Change-Id: If07647d28f6636b1e2279e5eea327ba1fc56aa74
---
 dulwich/tests/test_walk.py |   16 +++++++++++-----
 dulwich/walk.py            |   22 +++++++++++++++++++---
 2 files changed, 30 insertions(+), 8 deletions(-)

diff --git a/dulwich/tests/test_walk.py b/dulwich/tests/test_walk.py
index ca2e2fc..0fabd4a 100644
--- a/dulwich/tests/test_walk.py
+++ b/dulwich/tests/test_walk.py
@@ -329,8 +329,14 @@ class WalkerTest(TestCase):
         self.assertWalkYields([c2], [c3.id], since=100, until=100)
         self.assertWalkYields([c2], [c3.id], since=50, until=150)
 
-    def test_since_prune(self):
-        c1, c2, c3 = self.make_linear_commits(3)
-        del self.store[c1.id]
-        self.assertRaises(MissingCommitError, list, Walker(self.store, [c3.id]))
-        self.assertWalkYields([c3], [c3.id], since=101)
+    def test_since_over_scan(self):
+        times = [9, 0, 1, 2, 3, 4, 5, 8, 6, 7, 9]
+        attrs = dict((i + 1, {'commit_time': t}) for i, t in enumerate(times))
+        commits = self.make_linear_commits(11, attrs=attrs)
+        c8, _, c10, c11 = commits[-4:]
+        del self.store[commits[0].id]
+        # c9 is older than we want to walk, but is out of order with its parent,
+        # so we need to walk past it to get to c8.

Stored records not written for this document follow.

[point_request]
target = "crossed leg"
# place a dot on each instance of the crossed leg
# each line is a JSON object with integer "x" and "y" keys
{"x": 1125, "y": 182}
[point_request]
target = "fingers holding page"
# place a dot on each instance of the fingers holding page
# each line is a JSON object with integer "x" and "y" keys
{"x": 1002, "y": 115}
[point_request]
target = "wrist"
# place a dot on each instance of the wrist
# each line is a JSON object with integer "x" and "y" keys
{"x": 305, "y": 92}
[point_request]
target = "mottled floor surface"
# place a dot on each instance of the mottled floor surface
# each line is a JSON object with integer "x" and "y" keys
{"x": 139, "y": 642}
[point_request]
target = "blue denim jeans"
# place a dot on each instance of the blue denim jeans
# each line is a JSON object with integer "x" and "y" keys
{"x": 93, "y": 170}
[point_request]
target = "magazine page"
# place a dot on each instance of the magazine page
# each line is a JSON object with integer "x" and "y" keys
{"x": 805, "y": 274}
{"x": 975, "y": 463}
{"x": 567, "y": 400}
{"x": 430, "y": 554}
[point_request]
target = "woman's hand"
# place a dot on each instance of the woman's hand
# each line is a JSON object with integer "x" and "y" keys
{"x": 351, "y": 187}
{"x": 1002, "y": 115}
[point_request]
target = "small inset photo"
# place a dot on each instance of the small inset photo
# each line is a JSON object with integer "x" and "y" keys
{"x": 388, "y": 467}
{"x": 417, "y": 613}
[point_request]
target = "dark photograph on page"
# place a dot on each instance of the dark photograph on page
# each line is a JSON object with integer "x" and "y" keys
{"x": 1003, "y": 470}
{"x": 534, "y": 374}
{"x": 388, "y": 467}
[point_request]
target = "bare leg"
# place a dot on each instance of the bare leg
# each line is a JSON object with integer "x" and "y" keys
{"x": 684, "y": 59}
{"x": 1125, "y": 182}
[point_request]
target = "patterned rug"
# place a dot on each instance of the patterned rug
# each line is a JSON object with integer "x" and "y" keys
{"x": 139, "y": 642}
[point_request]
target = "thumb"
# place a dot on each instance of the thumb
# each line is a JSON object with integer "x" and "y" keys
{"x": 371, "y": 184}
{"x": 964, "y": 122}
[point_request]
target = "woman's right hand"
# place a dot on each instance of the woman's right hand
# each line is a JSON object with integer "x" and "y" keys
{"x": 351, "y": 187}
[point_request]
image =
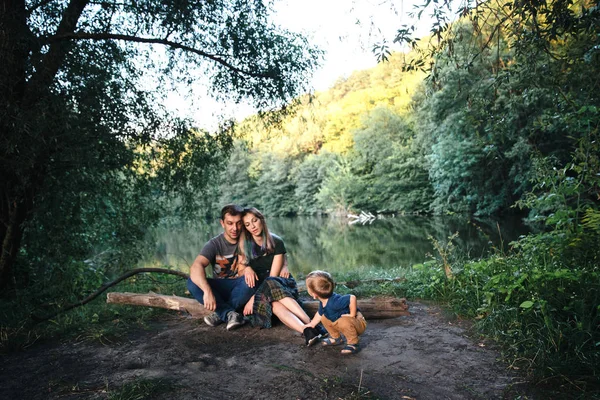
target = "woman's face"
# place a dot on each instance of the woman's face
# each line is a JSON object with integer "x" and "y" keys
{"x": 253, "y": 224}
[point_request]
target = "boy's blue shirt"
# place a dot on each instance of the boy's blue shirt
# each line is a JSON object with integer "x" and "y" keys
{"x": 337, "y": 305}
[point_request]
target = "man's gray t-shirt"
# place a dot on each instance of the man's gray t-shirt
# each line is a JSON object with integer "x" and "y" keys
{"x": 222, "y": 256}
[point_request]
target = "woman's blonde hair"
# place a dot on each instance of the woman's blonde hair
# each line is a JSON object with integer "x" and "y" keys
{"x": 246, "y": 244}
{"x": 320, "y": 283}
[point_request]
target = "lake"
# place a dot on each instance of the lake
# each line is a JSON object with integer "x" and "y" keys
{"x": 335, "y": 245}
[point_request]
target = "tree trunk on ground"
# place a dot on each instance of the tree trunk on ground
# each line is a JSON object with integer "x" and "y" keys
{"x": 374, "y": 308}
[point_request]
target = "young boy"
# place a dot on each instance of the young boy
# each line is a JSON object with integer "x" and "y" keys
{"x": 338, "y": 314}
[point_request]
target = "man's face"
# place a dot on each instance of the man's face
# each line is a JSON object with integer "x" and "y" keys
{"x": 232, "y": 226}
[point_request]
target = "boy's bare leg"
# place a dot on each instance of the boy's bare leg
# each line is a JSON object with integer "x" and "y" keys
{"x": 287, "y": 317}
{"x": 331, "y": 327}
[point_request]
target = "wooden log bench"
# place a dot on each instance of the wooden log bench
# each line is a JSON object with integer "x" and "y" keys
{"x": 372, "y": 308}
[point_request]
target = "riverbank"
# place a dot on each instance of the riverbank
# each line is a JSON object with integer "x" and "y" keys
{"x": 422, "y": 356}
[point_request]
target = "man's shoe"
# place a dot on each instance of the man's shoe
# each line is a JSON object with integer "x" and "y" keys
{"x": 213, "y": 319}
{"x": 234, "y": 320}
{"x": 311, "y": 336}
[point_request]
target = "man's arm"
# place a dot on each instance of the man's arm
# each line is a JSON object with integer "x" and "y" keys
{"x": 198, "y": 276}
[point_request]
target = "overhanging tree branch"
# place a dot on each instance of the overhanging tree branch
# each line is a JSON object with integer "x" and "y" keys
{"x": 108, "y": 285}
{"x": 165, "y": 42}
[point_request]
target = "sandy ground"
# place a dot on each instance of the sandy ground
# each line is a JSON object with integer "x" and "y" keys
{"x": 422, "y": 356}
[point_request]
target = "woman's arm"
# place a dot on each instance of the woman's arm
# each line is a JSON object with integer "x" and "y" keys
{"x": 249, "y": 274}
{"x": 277, "y": 264}
{"x": 352, "y": 307}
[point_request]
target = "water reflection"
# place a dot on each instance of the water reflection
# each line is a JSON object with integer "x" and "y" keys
{"x": 333, "y": 244}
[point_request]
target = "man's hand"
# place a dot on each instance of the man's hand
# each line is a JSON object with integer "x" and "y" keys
{"x": 285, "y": 272}
{"x": 249, "y": 306}
{"x": 209, "y": 301}
{"x": 250, "y": 276}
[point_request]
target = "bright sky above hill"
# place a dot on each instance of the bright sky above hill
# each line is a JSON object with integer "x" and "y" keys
{"x": 345, "y": 29}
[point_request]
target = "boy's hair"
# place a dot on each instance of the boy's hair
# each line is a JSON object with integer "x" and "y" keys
{"x": 320, "y": 283}
{"x": 231, "y": 209}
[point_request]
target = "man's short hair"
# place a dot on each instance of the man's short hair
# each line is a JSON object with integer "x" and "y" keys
{"x": 321, "y": 283}
{"x": 231, "y": 209}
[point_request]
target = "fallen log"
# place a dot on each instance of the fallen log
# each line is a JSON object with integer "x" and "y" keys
{"x": 373, "y": 308}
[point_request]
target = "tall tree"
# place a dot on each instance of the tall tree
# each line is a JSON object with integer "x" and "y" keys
{"x": 72, "y": 98}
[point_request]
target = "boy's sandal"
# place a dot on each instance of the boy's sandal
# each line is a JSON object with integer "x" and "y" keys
{"x": 350, "y": 349}
{"x": 331, "y": 341}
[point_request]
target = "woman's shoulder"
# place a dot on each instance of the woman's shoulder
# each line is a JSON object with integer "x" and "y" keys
{"x": 278, "y": 244}
{"x": 276, "y": 237}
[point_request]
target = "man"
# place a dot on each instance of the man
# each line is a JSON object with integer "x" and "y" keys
{"x": 225, "y": 293}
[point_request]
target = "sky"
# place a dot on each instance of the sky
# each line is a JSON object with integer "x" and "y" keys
{"x": 345, "y": 29}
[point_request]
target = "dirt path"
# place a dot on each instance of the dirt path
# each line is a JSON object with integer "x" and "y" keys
{"x": 419, "y": 357}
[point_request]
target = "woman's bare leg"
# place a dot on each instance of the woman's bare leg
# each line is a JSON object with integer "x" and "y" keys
{"x": 287, "y": 317}
{"x": 295, "y": 308}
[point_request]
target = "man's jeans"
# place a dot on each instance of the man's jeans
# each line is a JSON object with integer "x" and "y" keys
{"x": 230, "y": 294}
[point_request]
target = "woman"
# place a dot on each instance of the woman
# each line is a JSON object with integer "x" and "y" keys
{"x": 263, "y": 256}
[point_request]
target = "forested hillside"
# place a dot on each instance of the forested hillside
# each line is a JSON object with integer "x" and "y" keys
{"x": 462, "y": 137}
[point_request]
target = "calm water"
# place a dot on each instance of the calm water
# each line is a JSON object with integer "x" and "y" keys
{"x": 334, "y": 245}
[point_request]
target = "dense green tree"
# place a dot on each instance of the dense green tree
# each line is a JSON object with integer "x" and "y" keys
{"x": 309, "y": 177}
{"x": 391, "y": 163}
{"x": 73, "y": 105}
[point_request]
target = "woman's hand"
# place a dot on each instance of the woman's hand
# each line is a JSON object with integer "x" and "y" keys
{"x": 250, "y": 276}
{"x": 249, "y": 306}
{"x": 284, "y": 273}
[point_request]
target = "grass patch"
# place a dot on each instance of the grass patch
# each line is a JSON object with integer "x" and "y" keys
{"x": 140, "y": 389}
{"x": 95, "y": 321}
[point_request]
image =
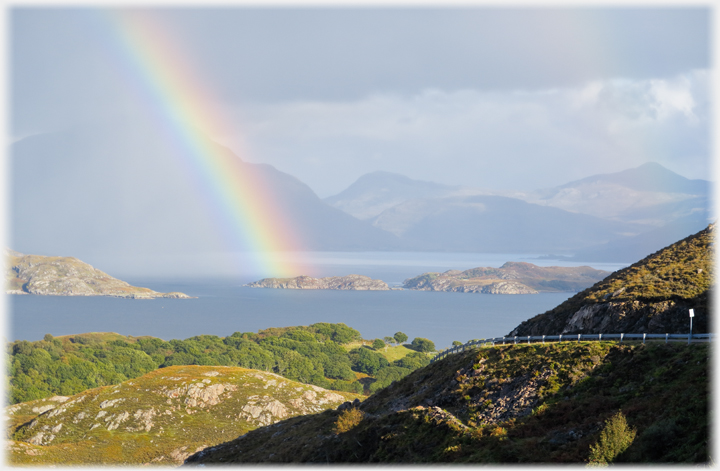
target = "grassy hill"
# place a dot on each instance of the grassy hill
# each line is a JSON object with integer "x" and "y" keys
{"x": 160, "y": 417}
{"x": 326, "y": 355}
{"x": 537, "y": 403}
{"x": 652, "y": 295}
{"x": 68, "y": 276}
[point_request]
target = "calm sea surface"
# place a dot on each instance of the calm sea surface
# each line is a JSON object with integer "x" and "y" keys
{"x": 224, "y": 306}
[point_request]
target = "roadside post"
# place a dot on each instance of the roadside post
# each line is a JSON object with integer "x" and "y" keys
{"x": 692, "y": 314}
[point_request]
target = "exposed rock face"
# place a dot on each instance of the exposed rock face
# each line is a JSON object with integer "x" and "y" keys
{"x": 68, "y": 276}
{"x": 653, "y": 295}
{"x": 161, "y": 417}
{"x": 511, "y": 278}
{"x": 349, "y": 282}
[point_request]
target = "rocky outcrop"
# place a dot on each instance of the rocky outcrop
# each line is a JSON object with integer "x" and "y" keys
{"x": 68, "y": 276}
{"x": 511, "y": 278}
{"x": 161, "y": 417}
{"x": 519, "y": 404}
{"x": 349, "y": 282}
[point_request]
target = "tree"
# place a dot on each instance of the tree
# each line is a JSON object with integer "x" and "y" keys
{"x": 615, "y": 438}
{"x": 400, "y": 337}
{"x": 366, "y": 361}
{"x": 422, "y": 345}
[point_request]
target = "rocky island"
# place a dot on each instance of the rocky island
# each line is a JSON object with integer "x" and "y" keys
{"x": 653, "y": 295}
{"x": 511, "y": 278}
{"x": 68, "y": 276}
{"x": 349, "y": 282}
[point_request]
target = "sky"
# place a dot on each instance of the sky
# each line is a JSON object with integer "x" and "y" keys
{"x": 483, "y": 96}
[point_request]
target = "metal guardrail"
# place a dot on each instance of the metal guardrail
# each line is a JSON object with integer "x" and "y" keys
{"x": 569, "y": 338}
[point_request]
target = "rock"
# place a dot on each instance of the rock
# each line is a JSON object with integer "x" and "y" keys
{"x": 511, "y": 278}
{"x": 68, "y": 276}
{"x": 349, "y": 282}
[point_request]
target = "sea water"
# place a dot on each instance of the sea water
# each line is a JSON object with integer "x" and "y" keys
{"x": 223, "y": 305}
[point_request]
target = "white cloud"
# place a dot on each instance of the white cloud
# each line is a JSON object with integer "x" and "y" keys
{"x": 502, "y": 139}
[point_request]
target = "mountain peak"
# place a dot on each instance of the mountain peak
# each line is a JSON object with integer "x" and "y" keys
{"x": 650, "y": 176}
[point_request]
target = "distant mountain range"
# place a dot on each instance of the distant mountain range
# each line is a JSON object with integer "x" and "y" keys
{"x": 129, "y": 193}
{"x": 107, "y": 188}
{"x": 620, "y": 216}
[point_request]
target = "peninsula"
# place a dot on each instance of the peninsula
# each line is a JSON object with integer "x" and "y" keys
{"x": 349, "y": 282}
{"x": 511, "y": 278}
{"x": 68, "y": 276}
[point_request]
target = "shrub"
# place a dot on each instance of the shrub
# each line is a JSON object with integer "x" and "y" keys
{"x": 615, "y": 438}
{"x": 348, "y": 420}
{"x": 413, "y": 361}
{"x": 422, "y": 345}
{"x": 366, "y": 361}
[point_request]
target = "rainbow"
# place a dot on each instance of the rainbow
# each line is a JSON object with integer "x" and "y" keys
{"x": 152, "y": 60}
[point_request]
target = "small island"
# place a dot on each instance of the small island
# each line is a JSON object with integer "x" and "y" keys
{"x": 68, "y": 276}
{"x": 349, "y": 282}
{"x": 511, "y": 278}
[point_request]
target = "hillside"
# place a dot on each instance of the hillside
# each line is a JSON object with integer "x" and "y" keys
{"x": 652, "y": 295}
{"x": 159, "y": 418}
{"x": 349, "y": 282}
{"x": 332, "y": 356}
{"x": 509, "y": 404}
{"x": 146, "y": 206}
{"x": 68, "y": 276}
{"x": 511, "y": 278}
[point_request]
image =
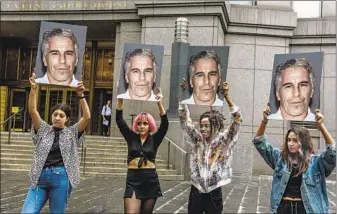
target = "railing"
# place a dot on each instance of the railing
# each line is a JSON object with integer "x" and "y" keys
{"x": 183, "y": 157}
{"x": 9, "y": 119}
{"x": 306, "y": 124}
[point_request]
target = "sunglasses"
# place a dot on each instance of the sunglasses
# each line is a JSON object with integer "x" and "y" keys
{"x": 144, "y": 123}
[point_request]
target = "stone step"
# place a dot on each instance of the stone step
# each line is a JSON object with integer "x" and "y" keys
{"x": 27, "y": 136}
{"x": 89, "y": 154}
{"x": 90, "y": 146}
{"x": 89, "y": 163}
{"x": 94, "y": 170}
{"x": 97, "y": 152}
{"x": 92, "y": 158}
{"x": 123, "y": 175}
{"x": 86, "y": 142}
{"x": 112, "y": 175}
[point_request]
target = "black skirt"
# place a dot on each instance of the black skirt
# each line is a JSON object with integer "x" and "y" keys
{"x": 144, "y": 182}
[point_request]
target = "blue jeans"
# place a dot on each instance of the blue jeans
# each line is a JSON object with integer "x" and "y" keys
{"x": 53, "y": 185}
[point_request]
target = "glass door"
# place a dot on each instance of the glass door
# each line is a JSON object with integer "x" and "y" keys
{"x": 18, "y": 102}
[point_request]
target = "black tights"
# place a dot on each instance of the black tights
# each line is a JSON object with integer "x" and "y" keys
{"x": 139, "y": 206}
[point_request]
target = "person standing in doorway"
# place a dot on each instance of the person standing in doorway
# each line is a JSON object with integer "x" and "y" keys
{"x": 106, "y": 114}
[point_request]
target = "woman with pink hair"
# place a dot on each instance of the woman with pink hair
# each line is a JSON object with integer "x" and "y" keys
{"x": 142, "y": 184}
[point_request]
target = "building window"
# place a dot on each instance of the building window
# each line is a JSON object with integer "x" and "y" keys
{"x": 105, "y": 64}
{"x": 12, "y": 63}
{"x": 307, "y": 9}
{"x": 242, "y": 2}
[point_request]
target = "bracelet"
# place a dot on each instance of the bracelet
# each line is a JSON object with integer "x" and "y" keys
{"x": 265, "y": 122}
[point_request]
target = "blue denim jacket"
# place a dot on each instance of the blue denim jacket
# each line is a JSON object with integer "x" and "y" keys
{"x": 313, "y": 188}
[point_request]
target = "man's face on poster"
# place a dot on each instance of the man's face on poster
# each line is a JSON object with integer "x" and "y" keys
{"x": 140, "y": 77}
{"x": 294, "y": 93}
{"x": 205, "y": 81}
{"x": 60, "y": 60}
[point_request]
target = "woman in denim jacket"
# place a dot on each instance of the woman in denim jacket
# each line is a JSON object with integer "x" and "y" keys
{"x": 299, "y": 174}
{"x": 55, "y": 165}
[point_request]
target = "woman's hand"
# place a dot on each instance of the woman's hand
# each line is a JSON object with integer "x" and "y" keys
{"x": 159, "y": 95}
{"x": 32, "y": 81}
{"x": 183, "y": 84}
{"x": 319, "y": 117}
{"x": 266, "y": 112}
{"x": 225, "y": 88}
{"x": 80, "y": 89}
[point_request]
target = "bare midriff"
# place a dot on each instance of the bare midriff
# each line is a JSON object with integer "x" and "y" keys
{"x": 145, "y": 165}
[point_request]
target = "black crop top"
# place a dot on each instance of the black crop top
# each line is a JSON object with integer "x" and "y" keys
{"x": 148, "y": 150}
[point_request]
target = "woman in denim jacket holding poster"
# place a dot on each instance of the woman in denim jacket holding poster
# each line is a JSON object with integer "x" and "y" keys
{"x": 299, "y": 174}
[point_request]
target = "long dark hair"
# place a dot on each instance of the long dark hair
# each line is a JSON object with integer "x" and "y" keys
{"x": 305, "y": 151}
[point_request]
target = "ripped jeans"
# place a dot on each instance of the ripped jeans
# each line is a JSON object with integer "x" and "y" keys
{"x": 291, "y": 207}
{"x": 53, "y": 185}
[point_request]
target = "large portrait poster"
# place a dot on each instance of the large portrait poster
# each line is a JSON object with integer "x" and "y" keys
{"x": 295, "y": 86}
{"x": 205, "y": 73}
{"x": 140, "y": 72}
{"x": 60, "y": 53}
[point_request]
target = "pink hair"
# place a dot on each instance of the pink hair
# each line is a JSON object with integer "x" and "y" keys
{"x": 145, "y": 116}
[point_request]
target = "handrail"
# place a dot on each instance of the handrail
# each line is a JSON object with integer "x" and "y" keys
{"x": 13, "y": 115}
{"x": 169, "y": 153}
{"x": 10, "y": 124}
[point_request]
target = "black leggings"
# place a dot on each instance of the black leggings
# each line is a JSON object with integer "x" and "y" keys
{"x": 291, "y": 207}
{"x": 210, "y": 203}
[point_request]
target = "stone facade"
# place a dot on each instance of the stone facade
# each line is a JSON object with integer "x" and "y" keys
{"x": 254, "y": 33}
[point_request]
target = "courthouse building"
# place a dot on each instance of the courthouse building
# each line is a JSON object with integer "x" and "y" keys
{"x": 254, "y": 31}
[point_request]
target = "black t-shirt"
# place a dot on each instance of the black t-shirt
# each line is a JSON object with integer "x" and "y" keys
{"x": 54, "y": 156}
{"x": 147, "y": 150}
{"x": 294, "y": 184}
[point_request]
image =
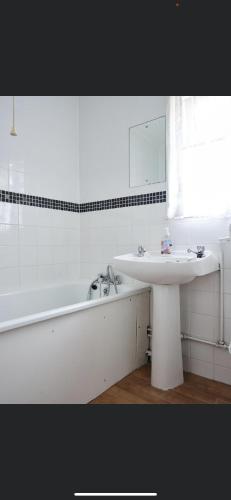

+        # c1 would also match, but we've deleted it, and it should get pruned
+        # even with over-scanning.
+        self.assertWalkYields([c11, c10, c8], [c11.id], since=7)
diff --git a/dulwich/walk.py b/dulwich/walk.py
index 502951a..35a2002 100644
--- a/dulwich/walk.py
+++ b/dulwich/walk.py
@@ -34,6 +34,9 @@ from dulwich.errors import (
 
 ORDER_DATE = 'date'
 
+# Maximum number of commits to walk past a commit time boundary.
+_MAX_EXTRA_COMMITS = 5
+
 
 class WalkEntry(object):
     """Object encapsulating a single result from a walk."""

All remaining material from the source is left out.